At the time of writing, its share price was down 21 per cent.

Yesterday, the San Francisco-based bank’s share price closed over 30 per cent lower after it revealed on Monday evening that it had seen over $100bn in deposit outflows in the first quarter. Over the year to date, its share price is down over 95 per cent.

Investors are concerned that the huge amounts of expensive short-term funding the bank took on to secure its survival will weigh significantly on profitability going forward.

Bloomberg Intelligence’s Herman Chan said: “The bank’s funding costs are set to march higher in 2Q and beyond as First Republic is now reliant on higher cost deposits and wholesale borrowings to plug the hole that was created from the 41 per cent drop in deposits in 1Q.

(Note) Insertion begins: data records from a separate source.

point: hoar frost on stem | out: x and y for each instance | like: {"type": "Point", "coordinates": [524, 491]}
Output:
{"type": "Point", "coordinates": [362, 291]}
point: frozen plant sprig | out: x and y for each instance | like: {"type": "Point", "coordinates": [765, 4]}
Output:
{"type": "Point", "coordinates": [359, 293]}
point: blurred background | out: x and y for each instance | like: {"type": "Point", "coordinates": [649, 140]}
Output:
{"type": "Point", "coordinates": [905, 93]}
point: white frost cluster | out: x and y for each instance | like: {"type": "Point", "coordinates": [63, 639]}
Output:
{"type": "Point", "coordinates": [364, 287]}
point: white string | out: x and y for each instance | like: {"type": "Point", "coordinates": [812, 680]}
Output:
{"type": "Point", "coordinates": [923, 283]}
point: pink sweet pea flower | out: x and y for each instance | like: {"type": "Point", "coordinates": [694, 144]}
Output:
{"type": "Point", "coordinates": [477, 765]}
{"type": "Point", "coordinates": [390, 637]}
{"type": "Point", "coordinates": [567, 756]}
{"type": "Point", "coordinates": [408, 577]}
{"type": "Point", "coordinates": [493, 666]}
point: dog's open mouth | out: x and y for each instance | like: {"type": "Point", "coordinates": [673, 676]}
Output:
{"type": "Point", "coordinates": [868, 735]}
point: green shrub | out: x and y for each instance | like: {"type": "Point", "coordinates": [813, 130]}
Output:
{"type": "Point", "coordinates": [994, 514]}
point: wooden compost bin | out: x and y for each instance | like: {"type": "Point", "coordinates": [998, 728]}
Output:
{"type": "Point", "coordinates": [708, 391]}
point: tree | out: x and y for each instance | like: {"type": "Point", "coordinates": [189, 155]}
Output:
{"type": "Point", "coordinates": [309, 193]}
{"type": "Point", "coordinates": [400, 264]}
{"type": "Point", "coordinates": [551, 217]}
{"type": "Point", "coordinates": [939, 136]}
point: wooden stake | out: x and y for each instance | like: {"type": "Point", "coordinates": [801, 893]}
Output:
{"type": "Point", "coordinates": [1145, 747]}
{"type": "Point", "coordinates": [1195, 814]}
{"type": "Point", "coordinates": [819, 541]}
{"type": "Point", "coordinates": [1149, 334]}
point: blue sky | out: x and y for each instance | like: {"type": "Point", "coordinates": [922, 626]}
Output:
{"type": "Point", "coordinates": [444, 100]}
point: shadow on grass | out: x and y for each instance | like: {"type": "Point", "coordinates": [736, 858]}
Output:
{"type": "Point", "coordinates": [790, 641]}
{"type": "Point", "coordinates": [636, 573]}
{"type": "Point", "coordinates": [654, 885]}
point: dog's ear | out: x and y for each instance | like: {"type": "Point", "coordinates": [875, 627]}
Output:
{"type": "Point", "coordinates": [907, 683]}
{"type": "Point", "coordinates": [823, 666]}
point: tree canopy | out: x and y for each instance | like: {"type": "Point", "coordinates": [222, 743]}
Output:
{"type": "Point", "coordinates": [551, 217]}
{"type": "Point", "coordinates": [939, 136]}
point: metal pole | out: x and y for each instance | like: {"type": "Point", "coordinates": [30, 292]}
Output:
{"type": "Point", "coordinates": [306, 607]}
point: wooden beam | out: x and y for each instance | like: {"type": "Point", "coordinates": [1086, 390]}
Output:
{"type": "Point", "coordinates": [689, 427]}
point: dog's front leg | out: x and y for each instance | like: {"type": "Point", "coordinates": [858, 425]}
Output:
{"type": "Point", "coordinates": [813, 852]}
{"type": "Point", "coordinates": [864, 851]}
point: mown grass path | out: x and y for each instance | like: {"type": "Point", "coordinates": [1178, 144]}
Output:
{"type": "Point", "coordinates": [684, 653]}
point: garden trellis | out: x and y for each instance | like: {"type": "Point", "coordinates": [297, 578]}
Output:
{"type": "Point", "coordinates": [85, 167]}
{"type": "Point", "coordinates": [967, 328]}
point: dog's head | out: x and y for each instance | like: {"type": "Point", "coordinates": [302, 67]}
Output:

“With a loan portfolio that’s mostly fixed rate, the resulting margin will get squeezed and contribute to earnings losses for the foreseeable future,” he continued.

The bank is attempting to come up with a plan for its survival, including cutting 25 per cent of its staff in the next quarter. According to Bloomberg, First Republic is attempting to sell as much as $100bn in its assets to pay off its debts.

But the bank faces a race against time and the government may intervene well before any plans can come to fruition. Yesterday, the Financial Times reported that the regulators and financiers were scrambling for a plan to prop up the teetering bank.

Options under consideration include a rescue by a coalition of larger US banks and a takeover by the Federal Deposit Insurance Corporation (FDIC) who would then make all deposits available for customers. However, CNBC reported the government is currently unwilling to intervene.

Earlier in March a group of six banks including JP Morgan and Wells Fargo parked $30bn in the bank in an attempt to secure its survival.

First Republic has been hit extremely hard since the collapse of Silicon Valley Bank (SVB) due to its combination of uninsured deposits and a large portfolio of illiquid low-yielding assets.

While First Republic’s shares have continued to take a beating, other regional lenders seem far more secure. Western Alliance slipped 1.6 per cent while PacWest climbed 6.3 per cent.

The KBW regional bank index was 0.6 per cent higher.